Even though I promote humus, I am not very good at gardening.
I don't make celery but red beets (from Egypt) and pumpkin (red kuri), I'm happy with that. everything went well.
Zucchini OK too, beautiful green leaves.
As said elsewhere, the tomatoes were ravaged by mildew but otherwise they were off to a good start too.
The pumpkin I made on 2 types of soil
- in the ground + BRF like everything else above.
- and also in a 60cm tank of "soil" isolated from the earth by plastic.
In the bin are rotting logs and semi-composted BRF + recent on the surface
Well, for me, it was quite fast, since my layer of earth is about 30 cm, then flint and yellow clay.

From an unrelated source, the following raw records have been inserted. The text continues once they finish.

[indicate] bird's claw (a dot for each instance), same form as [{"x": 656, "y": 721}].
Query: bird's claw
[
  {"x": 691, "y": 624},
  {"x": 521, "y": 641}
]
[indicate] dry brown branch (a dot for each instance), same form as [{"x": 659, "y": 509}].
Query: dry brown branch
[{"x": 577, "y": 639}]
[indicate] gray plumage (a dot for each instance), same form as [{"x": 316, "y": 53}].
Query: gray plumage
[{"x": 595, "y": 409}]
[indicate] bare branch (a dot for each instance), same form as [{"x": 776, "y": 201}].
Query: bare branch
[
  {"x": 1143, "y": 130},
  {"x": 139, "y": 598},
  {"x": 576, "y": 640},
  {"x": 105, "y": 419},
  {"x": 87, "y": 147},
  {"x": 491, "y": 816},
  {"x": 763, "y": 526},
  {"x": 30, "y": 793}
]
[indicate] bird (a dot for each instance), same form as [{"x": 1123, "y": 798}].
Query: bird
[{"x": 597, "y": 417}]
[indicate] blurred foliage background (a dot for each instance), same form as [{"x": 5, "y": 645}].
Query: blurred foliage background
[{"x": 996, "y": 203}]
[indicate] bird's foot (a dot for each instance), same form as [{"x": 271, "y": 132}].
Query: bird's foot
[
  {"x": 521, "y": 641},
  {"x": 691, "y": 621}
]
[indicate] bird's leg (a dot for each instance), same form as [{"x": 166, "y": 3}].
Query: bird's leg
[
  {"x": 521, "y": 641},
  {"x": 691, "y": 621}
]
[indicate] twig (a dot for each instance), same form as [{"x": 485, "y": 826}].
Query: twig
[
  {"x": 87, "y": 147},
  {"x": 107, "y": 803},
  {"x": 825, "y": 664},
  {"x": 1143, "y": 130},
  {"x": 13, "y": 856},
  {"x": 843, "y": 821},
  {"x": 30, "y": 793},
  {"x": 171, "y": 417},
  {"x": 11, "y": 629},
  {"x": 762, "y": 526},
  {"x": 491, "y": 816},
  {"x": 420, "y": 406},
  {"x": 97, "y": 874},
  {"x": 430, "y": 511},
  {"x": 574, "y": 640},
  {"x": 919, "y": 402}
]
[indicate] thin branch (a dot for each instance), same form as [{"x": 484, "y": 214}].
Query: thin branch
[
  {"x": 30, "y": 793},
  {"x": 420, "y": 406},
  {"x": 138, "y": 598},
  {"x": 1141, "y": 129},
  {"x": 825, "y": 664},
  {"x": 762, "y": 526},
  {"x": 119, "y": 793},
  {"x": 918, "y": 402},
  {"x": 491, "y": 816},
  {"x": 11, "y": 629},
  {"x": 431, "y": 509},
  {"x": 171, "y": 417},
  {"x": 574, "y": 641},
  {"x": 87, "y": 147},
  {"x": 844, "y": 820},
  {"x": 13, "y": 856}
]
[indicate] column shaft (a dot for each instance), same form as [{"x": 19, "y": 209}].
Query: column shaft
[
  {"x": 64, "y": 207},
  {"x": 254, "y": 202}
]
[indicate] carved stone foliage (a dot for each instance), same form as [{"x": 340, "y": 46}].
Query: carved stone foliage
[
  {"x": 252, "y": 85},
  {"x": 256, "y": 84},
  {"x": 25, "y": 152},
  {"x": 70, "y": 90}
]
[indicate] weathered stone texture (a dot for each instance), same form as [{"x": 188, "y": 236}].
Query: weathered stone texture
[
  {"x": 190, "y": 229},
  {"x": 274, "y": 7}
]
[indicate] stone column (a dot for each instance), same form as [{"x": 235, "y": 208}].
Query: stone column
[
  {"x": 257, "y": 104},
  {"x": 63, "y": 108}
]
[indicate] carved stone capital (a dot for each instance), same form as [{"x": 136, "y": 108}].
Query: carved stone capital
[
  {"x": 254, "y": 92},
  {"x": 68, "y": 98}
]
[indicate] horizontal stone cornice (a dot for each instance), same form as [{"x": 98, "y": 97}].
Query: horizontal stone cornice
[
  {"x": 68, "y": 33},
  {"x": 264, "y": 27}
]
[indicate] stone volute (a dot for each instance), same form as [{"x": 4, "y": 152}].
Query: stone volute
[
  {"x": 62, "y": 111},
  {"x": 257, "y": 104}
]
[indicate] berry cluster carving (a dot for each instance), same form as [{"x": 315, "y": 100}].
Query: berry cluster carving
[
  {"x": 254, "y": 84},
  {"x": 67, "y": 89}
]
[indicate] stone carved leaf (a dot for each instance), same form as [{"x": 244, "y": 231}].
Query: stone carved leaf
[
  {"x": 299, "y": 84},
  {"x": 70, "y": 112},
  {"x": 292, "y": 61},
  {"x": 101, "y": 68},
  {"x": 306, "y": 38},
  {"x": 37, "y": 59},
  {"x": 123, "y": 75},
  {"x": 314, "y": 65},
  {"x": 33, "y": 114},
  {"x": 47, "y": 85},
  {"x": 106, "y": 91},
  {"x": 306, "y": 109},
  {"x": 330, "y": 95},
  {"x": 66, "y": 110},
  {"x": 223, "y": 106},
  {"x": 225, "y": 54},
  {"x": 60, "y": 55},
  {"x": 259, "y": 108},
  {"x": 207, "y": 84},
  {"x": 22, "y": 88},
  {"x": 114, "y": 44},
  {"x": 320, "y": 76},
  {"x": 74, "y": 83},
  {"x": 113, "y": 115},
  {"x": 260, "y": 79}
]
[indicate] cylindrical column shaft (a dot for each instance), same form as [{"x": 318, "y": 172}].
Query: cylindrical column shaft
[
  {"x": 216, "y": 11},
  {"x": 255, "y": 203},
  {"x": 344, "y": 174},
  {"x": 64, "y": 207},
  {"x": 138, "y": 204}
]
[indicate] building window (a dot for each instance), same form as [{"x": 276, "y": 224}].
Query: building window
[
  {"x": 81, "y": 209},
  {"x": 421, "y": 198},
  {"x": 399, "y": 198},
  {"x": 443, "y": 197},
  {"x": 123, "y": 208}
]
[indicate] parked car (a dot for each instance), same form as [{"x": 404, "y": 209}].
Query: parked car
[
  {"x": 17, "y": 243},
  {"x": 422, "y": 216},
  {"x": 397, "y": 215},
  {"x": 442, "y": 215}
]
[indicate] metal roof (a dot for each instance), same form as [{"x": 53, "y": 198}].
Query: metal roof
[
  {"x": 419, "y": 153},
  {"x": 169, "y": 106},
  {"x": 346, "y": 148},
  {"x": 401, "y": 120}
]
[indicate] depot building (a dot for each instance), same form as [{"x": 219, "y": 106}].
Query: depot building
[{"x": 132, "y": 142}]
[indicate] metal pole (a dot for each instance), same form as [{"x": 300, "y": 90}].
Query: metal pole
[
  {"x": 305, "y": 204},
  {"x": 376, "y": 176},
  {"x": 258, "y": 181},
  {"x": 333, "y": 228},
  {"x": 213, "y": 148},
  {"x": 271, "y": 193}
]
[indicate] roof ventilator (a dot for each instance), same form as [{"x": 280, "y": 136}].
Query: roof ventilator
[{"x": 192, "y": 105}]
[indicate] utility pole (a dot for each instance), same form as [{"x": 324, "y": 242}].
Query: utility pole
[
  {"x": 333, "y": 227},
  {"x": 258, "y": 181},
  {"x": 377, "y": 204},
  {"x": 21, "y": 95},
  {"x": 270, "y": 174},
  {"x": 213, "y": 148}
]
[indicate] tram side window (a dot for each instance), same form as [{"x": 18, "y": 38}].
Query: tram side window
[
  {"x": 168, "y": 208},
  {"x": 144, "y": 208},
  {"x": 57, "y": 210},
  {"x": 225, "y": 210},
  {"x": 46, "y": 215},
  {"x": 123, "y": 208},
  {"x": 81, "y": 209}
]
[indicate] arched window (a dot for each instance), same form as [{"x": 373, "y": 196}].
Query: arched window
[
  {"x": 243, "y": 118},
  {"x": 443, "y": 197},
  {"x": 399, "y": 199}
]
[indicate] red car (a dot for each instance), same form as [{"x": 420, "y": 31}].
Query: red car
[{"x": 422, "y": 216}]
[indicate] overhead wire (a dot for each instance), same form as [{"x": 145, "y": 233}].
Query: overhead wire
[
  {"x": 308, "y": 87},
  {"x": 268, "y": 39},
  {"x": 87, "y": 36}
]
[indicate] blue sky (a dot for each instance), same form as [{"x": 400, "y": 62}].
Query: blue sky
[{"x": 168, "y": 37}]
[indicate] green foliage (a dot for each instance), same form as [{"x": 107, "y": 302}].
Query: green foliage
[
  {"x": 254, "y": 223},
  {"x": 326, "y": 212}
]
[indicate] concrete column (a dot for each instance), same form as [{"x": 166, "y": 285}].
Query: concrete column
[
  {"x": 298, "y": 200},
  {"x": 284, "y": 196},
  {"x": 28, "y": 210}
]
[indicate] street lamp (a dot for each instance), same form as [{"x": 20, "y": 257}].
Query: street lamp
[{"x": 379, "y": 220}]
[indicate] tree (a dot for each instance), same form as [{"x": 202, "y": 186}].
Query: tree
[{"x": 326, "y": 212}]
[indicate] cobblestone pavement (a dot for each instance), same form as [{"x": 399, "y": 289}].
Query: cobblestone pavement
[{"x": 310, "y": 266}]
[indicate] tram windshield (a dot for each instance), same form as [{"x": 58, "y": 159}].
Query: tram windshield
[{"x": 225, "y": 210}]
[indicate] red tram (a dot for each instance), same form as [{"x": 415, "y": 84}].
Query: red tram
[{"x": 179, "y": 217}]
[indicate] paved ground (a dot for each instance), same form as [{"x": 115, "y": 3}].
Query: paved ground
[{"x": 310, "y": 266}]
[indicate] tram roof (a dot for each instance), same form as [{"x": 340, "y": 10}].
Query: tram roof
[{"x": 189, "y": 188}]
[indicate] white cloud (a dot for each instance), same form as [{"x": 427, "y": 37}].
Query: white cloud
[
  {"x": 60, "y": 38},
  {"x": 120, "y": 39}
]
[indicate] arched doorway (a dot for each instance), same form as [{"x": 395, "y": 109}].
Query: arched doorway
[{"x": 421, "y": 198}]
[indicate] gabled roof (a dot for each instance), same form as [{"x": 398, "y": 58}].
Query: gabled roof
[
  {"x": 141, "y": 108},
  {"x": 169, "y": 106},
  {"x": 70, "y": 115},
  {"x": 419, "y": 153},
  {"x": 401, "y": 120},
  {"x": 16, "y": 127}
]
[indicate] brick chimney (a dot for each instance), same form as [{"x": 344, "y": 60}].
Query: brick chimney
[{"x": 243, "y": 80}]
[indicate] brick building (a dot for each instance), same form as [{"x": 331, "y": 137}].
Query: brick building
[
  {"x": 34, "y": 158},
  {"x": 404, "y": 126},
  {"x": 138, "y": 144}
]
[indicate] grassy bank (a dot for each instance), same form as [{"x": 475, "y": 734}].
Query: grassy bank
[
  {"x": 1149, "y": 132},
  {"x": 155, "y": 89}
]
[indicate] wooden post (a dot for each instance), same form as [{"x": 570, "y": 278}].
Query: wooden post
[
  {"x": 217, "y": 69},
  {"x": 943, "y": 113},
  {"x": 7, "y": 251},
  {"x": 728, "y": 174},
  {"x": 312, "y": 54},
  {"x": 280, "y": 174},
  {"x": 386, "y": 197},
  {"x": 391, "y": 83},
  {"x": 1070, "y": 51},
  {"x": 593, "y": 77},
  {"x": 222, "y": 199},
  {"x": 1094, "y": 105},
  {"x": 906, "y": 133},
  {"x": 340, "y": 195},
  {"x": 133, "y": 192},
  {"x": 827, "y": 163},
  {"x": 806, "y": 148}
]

I am the same, I have a surface area, I do with the desire and the availability of seeds and plants.humus wrote:I don't do the rotations he specifies and I put BRF everywhere the same all the time.
In the fall I put compost, manure from my hens, green waste, shredded material (not always BRF, because of everything), a blows of "grelinette" 5 teeth every 30 cm, a blows of the hook to incorporate on the surface and pull out the troublesome roots (quackgrass, nettles)
New cleaning in spring (do not let yourself be invaded), incorporation of my special fertilizer before planting or sowing and it rolls.
Yes, for biomax, it is a way to also bring fertilizing OM to the soil. An asset for conservation agriculture.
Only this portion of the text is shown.